ふと、地上の方を見ると、先程まで部屋の中にいたはずの彼が、外をキョロキョロと走っているのが目に写った。

それも、時々空を見上げながら。





……もしかして、私を探してくれている?


違うかもしれない。でも、もしもそうだったら嬉しい。




私は、自分が出せる全速力で彼の元へと向かった。




しかし、彼も走っているので、なかなか追い付かない。

一定の距離が開いたまま、なかなか縮まらない距離に私は思わず、



「待って!」


と叫んでしまう。もちろん周辺を歩いている人間には聞こえていない。

でも、彼にはきちんと届いたようで、ピタッと立ち止まる彼。


……今まで、町中で叫んで気付いてもらえたことなんてない。
人間はみんな、私そ存在になんて気付いてすらいない。

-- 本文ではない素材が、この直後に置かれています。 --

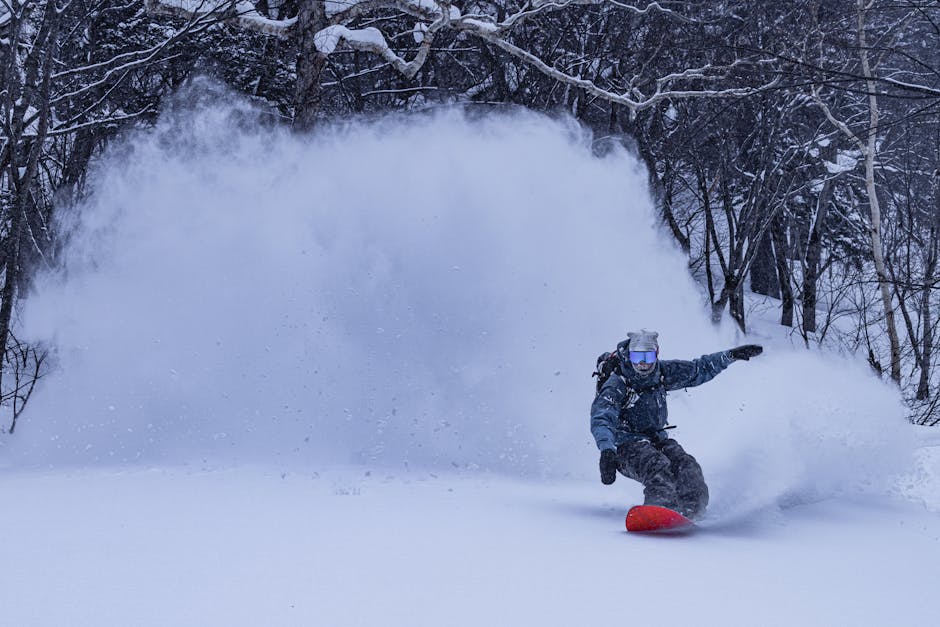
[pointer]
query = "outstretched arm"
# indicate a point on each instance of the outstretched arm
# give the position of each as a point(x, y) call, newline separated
point(687, 374)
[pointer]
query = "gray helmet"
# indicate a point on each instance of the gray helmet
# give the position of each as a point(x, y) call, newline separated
point(644, 350)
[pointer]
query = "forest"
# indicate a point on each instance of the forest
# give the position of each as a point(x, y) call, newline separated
point(792, 148)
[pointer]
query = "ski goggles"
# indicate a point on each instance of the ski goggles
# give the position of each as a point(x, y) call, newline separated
point(640, 357)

もちろん、ターゲットの人も。



けれど、彼にはきちんと聞こえるんだ。
聞き届けてくれるんだ。





辺りをキョロキョロとした後、彼はすぐに私の姿を見付けてくれた。



彼の表情が一瞬和らいだように見えたのは、私の願望か、それとも…。



彼との距離が少しずつ縮まっていく。


その時、私をすり抜けて、ものすごいスピードの自転車が過ぎ去っていった。


自転車はスピードを緩めることなく、彼へとまっすぐ突き進んでいく。



私の姿が見えてる彼には、突然自転車が現れたようなものだ。

一瞬反応が遅れてしまい、自転車と衝突してしまう、スレスレで自転車をかわす。



衝突してしまうと思った私は、彼の無事な姿に、ホッと胸を撫で下ろす。